In the world of plush landscapes, Toy Fair truly matters. And, quite honestly, within that rarefied real estate in Manhattan, colors seem to matter a great deal! Inside Javits Center, which is huge, glass-encased, and generally gray, the hues of Toy Fair are bright, brilliant, and bold. If Judy Garland as Dorothy had taken an unintentional detour off the Yellow Brick Road, I think she might have ended up in the Javits plush aisle. (Interesting side note: that actually could have happened!
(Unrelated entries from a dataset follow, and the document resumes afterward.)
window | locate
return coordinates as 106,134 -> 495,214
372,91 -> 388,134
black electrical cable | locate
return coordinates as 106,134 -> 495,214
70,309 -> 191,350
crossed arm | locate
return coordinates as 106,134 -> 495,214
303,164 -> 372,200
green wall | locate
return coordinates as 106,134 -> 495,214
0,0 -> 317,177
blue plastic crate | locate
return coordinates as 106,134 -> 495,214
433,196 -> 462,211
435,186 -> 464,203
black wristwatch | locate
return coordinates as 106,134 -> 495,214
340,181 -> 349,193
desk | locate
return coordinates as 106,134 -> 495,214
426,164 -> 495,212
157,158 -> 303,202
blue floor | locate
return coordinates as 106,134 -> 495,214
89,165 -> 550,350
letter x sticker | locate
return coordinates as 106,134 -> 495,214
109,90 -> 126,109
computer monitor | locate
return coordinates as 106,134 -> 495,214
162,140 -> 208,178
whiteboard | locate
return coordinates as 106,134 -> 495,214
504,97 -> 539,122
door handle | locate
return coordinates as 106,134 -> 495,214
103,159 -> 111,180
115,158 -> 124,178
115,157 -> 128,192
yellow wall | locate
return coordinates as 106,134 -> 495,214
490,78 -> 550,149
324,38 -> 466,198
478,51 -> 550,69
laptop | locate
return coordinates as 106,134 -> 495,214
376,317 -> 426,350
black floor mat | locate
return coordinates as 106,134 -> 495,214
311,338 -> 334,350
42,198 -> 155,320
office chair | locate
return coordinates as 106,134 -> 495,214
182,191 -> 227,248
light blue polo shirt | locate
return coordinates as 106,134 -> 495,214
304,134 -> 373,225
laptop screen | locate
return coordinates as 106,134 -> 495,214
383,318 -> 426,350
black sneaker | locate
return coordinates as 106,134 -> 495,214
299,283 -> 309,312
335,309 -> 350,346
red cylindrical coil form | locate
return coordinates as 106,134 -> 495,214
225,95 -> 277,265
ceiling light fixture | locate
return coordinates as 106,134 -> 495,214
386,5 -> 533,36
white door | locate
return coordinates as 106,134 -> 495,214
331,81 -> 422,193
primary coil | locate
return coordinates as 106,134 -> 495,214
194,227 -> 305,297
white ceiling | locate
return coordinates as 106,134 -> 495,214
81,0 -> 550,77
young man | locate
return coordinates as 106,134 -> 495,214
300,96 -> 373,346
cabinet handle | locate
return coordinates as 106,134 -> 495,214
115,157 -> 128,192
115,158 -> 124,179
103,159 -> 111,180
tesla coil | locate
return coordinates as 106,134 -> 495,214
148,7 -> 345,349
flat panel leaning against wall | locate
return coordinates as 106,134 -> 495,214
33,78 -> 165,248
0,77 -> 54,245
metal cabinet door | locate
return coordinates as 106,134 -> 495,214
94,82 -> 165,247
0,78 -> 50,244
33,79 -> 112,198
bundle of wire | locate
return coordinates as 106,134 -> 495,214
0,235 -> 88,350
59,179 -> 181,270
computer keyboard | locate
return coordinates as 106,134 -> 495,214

Celebrating its 115th year in 2018, New York’s Toy Fair would have been a youthful 35 years old when “The Wizard of Oz” was being filmed!)
So, colors held center court at 2018’s gathering, and the plush designers threw caution to the wind—or to the cyclone-twister, keeping with the Oz motif. Many of the plush pals and pets were saturated in rich, deep, unexpected tones. There was no nod toward realism and lifelike properties at Javits. Most of the characters were modeled after amazing pop-up books, not procedural anatomy tomes. Color ruled the roost, and it raised my spirits, for sure.
Why do we all respond so happily to certain colors that we label as “cheerful” or “merry” or “uplifting”? What is it about seeing an octopus drenched in a rainbow’s worth of tie-dye hues? Why do we instantly smile and laugh when we see a blue elephant, a red donkey, a pink monkey, or a purple cow? It’s because we love to spot the familiar—the silhouette of a recognizable critter and then it is mated with a truly surprising color swatch. (It’s like stumbling onto the White House and it is suddenly painted green. You’d think you were in Emerald City, not D.C., right?)
Since we were children, we’ve been having a love affair with big, bright, and bold colors. Even before we learn to write, spell, and count, we learn to name and spot colors. You see, colors do indeed matter.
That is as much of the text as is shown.